Russia once lured Western media stars to the stage of its premier economic event. This year, not even Tucker Carlson accepted the invite, an organizer said.

Russian President Vladimir Putin, Algerian President Abdelmadjid Tebboune and American author Dimitri Simes (L-R) attend the plenary session of the 2023 St. Petersburg International Economic Forum. Sergei Bobylev / TASS

This year’s St. Petersburg International Economic Forum (SPIEF), called the “Russian Davos,” culminated Friday in a plenary session with President Vladimir Putin and Algerian counterpart Abdelmadjid Tebboune.

Moderating the discussion was Dmitri Simes, a conservative U.S. political scientist and historian of Soviet origin, in another reflection of how far Russia’s standing has fallen on the world stage since the invasion of Ukraine.

Over the past decade, SPIEF’s plenary session featuring Putin has been moderated by marquee names from the Western media such as CNN’s Fareed Zakaria, then-CBS News anchor Charlie Rose and then-NBC News host Megyn Kelly.

This year, it proved impossible to attract anyone of the same profile, a government official familiar with the preparations for SPIEF told The Moscow Times, a claim confirmed by a former Kremlin official.
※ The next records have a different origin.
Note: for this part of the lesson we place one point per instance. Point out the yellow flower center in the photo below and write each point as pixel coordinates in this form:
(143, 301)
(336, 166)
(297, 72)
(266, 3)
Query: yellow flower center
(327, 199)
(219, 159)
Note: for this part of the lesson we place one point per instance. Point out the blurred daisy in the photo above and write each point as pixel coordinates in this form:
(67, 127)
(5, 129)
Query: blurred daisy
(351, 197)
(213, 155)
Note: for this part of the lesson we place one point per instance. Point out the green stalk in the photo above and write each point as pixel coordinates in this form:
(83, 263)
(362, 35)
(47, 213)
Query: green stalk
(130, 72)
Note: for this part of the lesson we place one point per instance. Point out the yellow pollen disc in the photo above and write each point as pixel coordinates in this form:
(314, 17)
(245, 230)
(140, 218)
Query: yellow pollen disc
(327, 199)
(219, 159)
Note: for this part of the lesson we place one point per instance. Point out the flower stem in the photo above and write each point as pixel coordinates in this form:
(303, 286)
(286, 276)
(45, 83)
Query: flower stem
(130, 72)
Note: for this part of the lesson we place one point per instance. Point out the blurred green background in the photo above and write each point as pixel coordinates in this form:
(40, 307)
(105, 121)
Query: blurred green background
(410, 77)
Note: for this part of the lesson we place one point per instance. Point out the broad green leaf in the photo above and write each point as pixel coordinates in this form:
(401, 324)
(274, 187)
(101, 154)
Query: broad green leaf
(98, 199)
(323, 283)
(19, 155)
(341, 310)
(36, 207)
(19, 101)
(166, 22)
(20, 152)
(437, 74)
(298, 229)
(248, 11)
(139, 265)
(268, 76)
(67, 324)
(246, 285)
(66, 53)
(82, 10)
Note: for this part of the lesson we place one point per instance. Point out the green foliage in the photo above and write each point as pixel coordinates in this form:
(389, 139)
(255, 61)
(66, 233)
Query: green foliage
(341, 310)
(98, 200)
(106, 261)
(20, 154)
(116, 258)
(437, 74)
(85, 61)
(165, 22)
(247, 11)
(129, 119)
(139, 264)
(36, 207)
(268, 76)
Both requested anonymity to speak freely, as neither was authorized in their roles to speak to the press. 

"There were attempts this year to negotiate with several foreigners, but in the end, nothing worked out," the government official said.

“The list of who the Kremlin would like to see on stage with Putin even included Tucker Carlson, the former Fox News star,” said an employee of the forum’s organizer, Roscongress. 

Carlson, who anchored one of the most-watched cable news programs in the U.S. before its cancellation in April, has long been a favorite of Russian propaganda for his controversial comments and promotion of conspiracy theories, as well as criticism of the Biden administration, the Democratic Party and Ukrainian officials. 

Following Carlson’s ouster from Fox News, leading pro-Kremlin propagandist Vladimir Solovyov made an unsuccessful attempt to invite him on his show on the state-run Rossiya 1 broadcaster. 

“The idea [to have Carlson moderate Putin’s panel at SPIEF] came up almost immediately after he was fired," the Roscongress employee said.

The Kremlin however denied that Carlson was ever in consideration for the role.

“That’s not the case at all. Carlson wasn’t even supposed to be invited,” Putin’s spokesman Dmitry Peskov told The Moscow Times.

He did not respond to The Moscow Times’ follow-up questions.

Selecting a moderator for a plenary session with whom Putin will hold dialogue is always a special task that involves the Kremlin, among others. Working out the shortlist of names always begins long before the forum, a Russian government official involved in the preparations told The Moscow Times.  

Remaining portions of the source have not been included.